October 4th, 2007 by Aaron N.

Something that’s long been on my list is to do a write up on firebug. It’s such an indispensable tool that I can’t imagine my day without it. It’s like trying to understand how people did anything before the internet. Anyway, over at Ajaxian there’s a post about one that Phil Rees wrote up. If you don’t use Firebug (and if you’re reading this blog, you probably do), or if you feel like you’re not getting everything out of it, you should dig through this.

Phil Rees has written up a nice introduction to Firebug, showing us how you can use Firebug to:

  • Inspect custom stylesheets included by Google Mashup Editor
  • Modify in-memory stylesheets to see the changes reflected immediately
  • Place watches and breakpoints into running JavaScript
  • Execute arbitrary JavaScript in the context of your running application
  • Monitor Ajax calls, showing response times, posted content, and results
  • Profile JavaScript functions to help you identify bottlenecks and optimize your application.

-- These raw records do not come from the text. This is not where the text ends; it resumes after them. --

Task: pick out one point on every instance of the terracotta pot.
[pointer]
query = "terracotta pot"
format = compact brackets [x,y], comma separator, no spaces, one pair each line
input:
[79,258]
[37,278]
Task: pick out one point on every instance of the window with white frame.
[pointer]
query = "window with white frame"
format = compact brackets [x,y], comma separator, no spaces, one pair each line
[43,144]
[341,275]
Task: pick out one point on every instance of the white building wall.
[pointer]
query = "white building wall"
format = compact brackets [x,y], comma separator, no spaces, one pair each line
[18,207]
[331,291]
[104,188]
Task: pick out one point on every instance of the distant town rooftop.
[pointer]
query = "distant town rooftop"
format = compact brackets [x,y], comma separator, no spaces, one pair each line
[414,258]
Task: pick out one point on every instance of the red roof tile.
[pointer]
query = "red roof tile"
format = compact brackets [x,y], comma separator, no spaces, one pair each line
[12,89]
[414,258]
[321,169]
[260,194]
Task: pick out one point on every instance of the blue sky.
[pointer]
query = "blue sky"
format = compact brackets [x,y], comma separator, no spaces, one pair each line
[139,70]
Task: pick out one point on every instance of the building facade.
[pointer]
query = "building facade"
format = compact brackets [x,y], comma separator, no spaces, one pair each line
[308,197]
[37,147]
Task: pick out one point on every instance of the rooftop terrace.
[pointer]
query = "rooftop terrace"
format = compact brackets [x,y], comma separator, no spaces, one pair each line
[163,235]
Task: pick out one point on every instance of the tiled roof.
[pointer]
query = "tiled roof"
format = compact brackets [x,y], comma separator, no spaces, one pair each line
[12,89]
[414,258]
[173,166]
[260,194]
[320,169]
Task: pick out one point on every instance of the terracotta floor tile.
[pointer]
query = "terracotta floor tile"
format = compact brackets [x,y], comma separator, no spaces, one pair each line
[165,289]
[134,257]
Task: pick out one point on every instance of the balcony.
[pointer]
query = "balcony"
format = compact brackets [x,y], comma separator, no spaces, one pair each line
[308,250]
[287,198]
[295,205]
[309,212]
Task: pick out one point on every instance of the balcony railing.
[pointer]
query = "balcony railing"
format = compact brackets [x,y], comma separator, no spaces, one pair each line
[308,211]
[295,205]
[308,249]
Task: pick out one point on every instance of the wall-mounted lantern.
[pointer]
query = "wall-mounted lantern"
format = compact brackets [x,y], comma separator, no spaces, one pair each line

The article walks through all of these points using Phil’s DanceMaps mashup using the Google Mashup Editor.

Xray for IE

August 22nd, 2007 by Aaron N.

Today on Ajaxian:

We had a great response for XRAY, the “free cross browser tool that lets you see the box model in action for any element, letting you see beneath the skin of any web page.”

The number one question was “but what about IE???” and now we have the answer. The latest release supports IE6 and above, and “displays information about an element’s borders, and allows you to move around the document with arrow keys. Use the up, down, left and right key to XRAY the currently selected element’s parent, first child, and previous and next siblings.”

XRAY on IE 6

Xray Bookmarklet

August 8th, 2007 by Aaron N.

Here’s a nice little bookmarklet that Mark Bult (of Webshots here at CNET) sent my way: Xray. Here’s what Ajaxian had to say about it when they posted on it last week:

John Allsopp has developed XRAY, a bookmarklet that launches a tool to visualize the web page that you are on (a little like features in Firebug and Firefox). The look and feel is great, and the margin popups look like the new Safari/Webkit search functionality (mmm orange).

What is XRAY

XRAY is the first in hopefully a suite of free cross browser tools for helping web designers and developers better visualize what their code is doing in a browser. XRAY is designed to help you get beneath the skin of your web page.

XRAY let’s you see the box model for any element on a page in action – where is the top and left of an element, how big is each margin, how big is the padding, how wide and high is the content box?

What platforms and browsers is XRAY available on?

XRAY currently has been tested on Safari 2 and 3 on Mac OS X, Webkit nightly builds, and Mozilla based browsers (Firefox, Camino and so on) on Mac OS X and Windows. At present it won’t work on Internet Explorer (XRAY uses the canvas element, but plans are afoot to adapt it for Internet Explorer), and has not been adapted for Opera. We hope to have versions for Opera shortly, and Internet Explorer on Windows in the not too distant future. XRAY works in Safari 3 on Windows, but clicking a bookmark does not fire any Javascript it contains. To use XRAY on Safari 3 for windows at present, you’ll need to paste the XRAY link into the address field and hit return.